Authorising the charging of fees and levies
This is a single section from Chapter 17. Read the full chapter here.
Should the objective or function be subject to a levy?
Levies should be imposed only if it is appropriate for a certain group to contribute money for a particular purpose.
A levy does not relate to a specific good or service. It is usually charged to a particular group (often referred to informally as a “club”) to help fund a particular government objective or function. Accident Compensation Corporation levies, for example, are factored into the costs of petrol and vehicle licensing to help cover the cost involved in treating people who are injured in motor vehicle accidents. The person paying might never benefit personally from the government service, but it is desirable that they contribute to the cost.
Another example is where the members of a particular industry pay a levy to cover the costs of a regulator or promoter of that industry.
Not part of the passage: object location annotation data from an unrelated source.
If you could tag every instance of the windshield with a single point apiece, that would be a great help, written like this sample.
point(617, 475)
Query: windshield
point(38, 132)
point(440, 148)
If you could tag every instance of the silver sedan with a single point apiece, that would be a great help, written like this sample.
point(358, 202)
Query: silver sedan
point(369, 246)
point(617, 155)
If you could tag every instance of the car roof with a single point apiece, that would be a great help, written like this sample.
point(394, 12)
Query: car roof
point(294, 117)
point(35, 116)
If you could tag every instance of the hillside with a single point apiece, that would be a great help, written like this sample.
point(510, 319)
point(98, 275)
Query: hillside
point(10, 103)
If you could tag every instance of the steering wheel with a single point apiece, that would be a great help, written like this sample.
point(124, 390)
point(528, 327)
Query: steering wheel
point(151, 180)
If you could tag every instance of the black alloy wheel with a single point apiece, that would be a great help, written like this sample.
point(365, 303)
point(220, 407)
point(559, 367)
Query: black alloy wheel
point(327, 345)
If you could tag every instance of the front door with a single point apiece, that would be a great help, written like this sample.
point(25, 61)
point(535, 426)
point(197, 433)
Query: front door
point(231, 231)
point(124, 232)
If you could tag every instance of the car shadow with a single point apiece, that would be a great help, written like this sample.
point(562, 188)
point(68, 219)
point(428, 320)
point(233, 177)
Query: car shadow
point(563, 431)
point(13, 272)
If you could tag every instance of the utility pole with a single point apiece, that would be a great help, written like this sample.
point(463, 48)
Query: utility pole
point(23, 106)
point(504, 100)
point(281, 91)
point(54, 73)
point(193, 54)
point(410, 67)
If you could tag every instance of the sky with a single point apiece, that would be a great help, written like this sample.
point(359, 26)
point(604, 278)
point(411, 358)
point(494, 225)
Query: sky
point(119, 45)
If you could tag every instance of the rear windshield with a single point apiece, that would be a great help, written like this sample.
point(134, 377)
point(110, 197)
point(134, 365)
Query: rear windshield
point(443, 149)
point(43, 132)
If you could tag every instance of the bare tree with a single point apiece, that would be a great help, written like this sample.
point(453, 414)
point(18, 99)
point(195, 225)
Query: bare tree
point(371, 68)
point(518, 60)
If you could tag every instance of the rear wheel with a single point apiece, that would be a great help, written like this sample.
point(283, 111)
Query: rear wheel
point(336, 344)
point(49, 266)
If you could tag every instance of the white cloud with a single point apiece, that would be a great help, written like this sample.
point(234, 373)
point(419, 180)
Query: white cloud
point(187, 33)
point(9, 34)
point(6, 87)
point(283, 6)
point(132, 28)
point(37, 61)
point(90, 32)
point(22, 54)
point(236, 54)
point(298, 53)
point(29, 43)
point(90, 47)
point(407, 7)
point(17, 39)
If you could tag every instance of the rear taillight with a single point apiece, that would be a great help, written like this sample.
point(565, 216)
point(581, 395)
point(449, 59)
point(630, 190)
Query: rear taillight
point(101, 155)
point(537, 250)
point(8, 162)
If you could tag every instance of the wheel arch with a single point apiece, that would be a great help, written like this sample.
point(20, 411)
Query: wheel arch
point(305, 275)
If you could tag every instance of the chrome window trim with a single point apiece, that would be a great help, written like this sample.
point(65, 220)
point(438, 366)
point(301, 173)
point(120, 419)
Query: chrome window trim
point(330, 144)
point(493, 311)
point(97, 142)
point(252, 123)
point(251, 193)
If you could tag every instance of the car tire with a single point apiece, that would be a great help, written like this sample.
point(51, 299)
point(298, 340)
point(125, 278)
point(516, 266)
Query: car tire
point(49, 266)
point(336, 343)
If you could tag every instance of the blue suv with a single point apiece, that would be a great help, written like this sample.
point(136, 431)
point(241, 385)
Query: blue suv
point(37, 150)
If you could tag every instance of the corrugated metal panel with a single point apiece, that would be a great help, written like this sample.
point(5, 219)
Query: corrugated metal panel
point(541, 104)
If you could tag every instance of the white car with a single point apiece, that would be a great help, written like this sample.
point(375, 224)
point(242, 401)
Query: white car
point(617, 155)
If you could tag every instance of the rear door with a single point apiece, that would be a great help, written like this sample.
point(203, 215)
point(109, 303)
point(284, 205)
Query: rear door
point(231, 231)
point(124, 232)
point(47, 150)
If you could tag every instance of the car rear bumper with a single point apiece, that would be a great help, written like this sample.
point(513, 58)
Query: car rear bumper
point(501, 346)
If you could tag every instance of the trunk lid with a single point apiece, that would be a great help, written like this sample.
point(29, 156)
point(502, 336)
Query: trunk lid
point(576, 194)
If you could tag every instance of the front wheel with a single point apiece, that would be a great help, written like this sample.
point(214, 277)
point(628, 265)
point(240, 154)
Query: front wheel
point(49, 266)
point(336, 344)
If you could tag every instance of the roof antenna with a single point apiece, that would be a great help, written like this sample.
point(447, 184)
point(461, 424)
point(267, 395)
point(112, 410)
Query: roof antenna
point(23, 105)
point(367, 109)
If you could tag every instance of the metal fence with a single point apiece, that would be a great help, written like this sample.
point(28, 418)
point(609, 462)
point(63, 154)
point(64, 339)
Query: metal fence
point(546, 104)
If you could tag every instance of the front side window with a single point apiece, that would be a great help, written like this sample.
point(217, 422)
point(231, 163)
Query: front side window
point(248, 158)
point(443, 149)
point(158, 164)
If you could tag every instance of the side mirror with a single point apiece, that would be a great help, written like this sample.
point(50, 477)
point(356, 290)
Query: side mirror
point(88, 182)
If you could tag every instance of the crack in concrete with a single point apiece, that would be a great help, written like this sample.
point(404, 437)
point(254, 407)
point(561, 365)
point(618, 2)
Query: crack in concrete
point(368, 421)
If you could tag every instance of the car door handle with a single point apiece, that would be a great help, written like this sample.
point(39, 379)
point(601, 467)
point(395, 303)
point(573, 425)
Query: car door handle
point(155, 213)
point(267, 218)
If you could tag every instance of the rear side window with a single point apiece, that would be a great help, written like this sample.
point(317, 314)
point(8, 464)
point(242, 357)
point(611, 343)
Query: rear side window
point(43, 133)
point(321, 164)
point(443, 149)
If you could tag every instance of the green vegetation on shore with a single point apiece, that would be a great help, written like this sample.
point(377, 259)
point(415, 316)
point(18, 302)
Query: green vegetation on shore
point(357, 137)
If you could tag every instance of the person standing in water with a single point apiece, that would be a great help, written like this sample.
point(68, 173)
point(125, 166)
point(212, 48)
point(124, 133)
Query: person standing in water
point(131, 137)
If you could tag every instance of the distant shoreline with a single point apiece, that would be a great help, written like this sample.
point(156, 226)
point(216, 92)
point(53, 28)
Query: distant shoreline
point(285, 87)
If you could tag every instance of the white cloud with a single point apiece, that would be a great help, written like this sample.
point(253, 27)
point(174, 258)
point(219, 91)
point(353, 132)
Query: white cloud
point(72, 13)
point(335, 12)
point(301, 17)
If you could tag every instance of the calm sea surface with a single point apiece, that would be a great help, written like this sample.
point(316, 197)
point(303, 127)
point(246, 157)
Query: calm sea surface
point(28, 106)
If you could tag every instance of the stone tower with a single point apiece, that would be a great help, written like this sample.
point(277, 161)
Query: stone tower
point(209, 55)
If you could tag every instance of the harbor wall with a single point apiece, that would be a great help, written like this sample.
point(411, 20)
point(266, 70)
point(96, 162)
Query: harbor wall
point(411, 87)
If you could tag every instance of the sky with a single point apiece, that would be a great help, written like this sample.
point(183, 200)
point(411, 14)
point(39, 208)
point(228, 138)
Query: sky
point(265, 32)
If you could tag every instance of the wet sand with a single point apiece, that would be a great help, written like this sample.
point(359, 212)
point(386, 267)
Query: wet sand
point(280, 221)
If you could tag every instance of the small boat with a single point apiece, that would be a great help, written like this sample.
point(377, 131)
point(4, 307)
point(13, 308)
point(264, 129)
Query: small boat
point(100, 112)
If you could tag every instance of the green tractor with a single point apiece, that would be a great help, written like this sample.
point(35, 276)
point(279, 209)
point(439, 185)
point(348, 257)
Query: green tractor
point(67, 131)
A particular member may have little direct contact with the regulator or may not directly benefit from the promotion, but it is appropriate that the member contribute towards the costs. If the Commodity Levies Act 1990 applies, it is usually not acceptable to enact (by Act) a parallel scheme for a particular industry.
The key distinction between a levy and a general tax (such as income tax or GST) is that revenue gathered by a tax is not usually earmarked for any particular purpose. Rather, it is appropriated and spent by the Government according to the particular policy objectives or requirements of the day.
In some cases, it will be appropriate to use a levy to pay for the costs of a particular government objective or function. In other cases, it will be appropriate to use a tax-funded appropriation; for example, if the benefits accrue primarily to the public as a whole and there is only a remote connection to the group that would pay the levy.